Dirty Plastic Hearts

The table is grubby white plastic much like her heart, propped up in the dead of winter and sprinkled with peppery flecks of cigarette ash as the wind blows cold around the side of the house.

She is supposed to be doing whatever it is she is supposed to be doing. Folding laundry. Vacuuming the last of the dry pine needles left behind from the remnants of a holiday spent indoors with more than a little bit of booze and sadness mixed in, too.

But instead, she is sat outside in the frigid air at the corner of the patio crunched into this rickety table which wobbles because one of its cheap legs is cracked and neither she nor he has bothered to invest in a new one.

The smoke tastes like fire and burns her lungs but it feels good to feel alive and as though if there has to be pain, at least she is in control of it. At least she’s doing it to herself.

Looking out across the fenced in yard, she exhales great plumes of white smoke and watches as the snow begins to flutter down and settle on the frozen ground.

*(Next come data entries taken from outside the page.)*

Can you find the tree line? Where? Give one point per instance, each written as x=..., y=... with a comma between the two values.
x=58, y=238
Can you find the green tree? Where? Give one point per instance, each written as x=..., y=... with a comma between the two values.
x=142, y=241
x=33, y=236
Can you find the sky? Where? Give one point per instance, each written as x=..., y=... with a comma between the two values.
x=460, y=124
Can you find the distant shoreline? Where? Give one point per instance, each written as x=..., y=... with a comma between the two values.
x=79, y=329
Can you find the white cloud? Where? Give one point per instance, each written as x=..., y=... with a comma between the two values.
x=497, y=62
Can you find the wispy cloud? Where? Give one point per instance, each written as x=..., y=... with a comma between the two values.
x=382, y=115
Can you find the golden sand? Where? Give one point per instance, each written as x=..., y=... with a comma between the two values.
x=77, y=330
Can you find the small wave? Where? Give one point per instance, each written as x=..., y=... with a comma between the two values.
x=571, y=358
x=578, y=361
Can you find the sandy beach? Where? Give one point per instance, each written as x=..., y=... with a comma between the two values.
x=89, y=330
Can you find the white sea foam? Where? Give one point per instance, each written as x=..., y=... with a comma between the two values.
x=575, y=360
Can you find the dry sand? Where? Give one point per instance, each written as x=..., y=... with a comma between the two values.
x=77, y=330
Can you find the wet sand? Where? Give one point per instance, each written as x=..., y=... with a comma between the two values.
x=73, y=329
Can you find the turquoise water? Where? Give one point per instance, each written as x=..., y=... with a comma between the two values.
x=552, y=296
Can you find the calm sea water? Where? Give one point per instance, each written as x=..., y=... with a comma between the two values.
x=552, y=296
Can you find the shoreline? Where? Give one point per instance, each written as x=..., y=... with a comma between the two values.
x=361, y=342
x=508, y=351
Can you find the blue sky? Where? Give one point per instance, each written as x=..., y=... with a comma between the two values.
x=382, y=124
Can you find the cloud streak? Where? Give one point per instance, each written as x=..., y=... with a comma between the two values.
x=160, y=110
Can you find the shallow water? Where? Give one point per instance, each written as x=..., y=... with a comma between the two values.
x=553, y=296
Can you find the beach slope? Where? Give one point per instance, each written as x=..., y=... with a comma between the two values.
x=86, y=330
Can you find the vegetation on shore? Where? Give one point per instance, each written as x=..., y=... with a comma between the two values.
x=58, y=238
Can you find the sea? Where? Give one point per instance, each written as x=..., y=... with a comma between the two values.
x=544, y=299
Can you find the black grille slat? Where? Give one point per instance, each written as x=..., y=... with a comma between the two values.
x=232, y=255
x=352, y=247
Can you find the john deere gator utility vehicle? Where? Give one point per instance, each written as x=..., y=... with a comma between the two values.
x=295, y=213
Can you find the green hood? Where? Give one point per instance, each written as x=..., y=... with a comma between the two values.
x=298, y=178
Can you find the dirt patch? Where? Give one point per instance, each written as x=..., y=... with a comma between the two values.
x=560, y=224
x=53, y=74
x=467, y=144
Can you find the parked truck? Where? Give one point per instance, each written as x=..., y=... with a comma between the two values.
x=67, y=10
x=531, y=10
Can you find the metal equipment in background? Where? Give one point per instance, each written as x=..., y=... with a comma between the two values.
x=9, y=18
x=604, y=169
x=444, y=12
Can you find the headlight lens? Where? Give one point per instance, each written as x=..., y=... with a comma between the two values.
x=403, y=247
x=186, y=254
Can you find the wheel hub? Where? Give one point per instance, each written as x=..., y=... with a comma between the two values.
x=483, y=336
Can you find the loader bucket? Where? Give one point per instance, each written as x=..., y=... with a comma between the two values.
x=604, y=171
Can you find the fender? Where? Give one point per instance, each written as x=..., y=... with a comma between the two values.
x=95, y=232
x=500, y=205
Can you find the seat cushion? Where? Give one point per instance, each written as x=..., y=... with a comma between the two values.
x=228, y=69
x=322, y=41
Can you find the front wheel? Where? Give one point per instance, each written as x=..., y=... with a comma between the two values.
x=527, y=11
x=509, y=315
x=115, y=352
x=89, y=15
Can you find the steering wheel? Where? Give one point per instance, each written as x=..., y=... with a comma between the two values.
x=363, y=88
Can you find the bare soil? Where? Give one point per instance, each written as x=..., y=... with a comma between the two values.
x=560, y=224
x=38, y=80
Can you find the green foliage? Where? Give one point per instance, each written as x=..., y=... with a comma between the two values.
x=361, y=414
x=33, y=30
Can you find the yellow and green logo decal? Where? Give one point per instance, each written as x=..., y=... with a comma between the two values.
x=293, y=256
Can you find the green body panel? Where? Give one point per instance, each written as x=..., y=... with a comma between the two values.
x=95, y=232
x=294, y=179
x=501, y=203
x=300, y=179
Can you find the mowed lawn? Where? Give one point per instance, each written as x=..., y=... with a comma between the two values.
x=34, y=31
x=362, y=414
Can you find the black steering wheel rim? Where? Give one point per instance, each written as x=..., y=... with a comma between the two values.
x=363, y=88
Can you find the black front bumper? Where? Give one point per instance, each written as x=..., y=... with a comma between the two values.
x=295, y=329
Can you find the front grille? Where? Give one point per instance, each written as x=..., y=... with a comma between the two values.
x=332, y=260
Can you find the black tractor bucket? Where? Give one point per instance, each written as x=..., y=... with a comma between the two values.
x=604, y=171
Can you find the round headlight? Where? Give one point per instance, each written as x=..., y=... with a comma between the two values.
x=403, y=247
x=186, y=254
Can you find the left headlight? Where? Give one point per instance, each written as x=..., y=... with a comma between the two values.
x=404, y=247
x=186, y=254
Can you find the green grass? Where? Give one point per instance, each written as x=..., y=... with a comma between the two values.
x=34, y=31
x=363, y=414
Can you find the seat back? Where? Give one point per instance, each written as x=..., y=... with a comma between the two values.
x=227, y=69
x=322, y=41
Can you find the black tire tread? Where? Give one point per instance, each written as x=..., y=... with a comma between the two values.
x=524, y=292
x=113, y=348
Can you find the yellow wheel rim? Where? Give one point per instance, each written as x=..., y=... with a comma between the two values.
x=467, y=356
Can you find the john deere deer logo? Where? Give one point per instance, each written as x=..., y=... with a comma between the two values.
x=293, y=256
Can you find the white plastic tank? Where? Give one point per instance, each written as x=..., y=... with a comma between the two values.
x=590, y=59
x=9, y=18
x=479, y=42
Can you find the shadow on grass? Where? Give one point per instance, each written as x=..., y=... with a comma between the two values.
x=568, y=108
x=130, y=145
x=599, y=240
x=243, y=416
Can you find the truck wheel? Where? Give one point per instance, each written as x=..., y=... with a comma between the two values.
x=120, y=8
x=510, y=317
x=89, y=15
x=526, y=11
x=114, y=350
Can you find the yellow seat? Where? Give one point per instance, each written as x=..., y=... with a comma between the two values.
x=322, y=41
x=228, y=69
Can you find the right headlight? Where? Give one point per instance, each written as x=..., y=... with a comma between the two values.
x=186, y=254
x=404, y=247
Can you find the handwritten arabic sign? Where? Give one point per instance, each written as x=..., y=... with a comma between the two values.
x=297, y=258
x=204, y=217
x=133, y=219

In her mind, images of years ago when she was young and ripe and could have any boy she wanted with just the wink of her eye and the flick of her long auburn hair. It’s funny how the years go by without you noticing. How you can watch the seasons turn in the palm of your hand but you can’t see much past the end of your nose.

When the sky turns purple and the stars begin to bud high above the naked winter trees, she sips her wine and tugs her old coat around her tighter. There once was a guy whose touch made her weak. Whose voice was low and commanding. He left her for someone heavier, told her she was too thin. He liked a woman’s curves he could grab a hold of, something to squeeze.

Everyone was a body inside a body back then. She’s always been a mind, a heart, a soul as wide and expansive as the sea, but who has the time for that when there is money to be spent and suits to fit into and plans to be made.

Crushing out her cigarette into the little ceramic ashtray that she got at a road side flea market a while back, she catches a glimpse of the pretty house across the street. In each of its perfect tiny windows, a red heart decoration glistens with flashy glitter and lace.

Love. You can stab it all to hell but it always attempts a come back.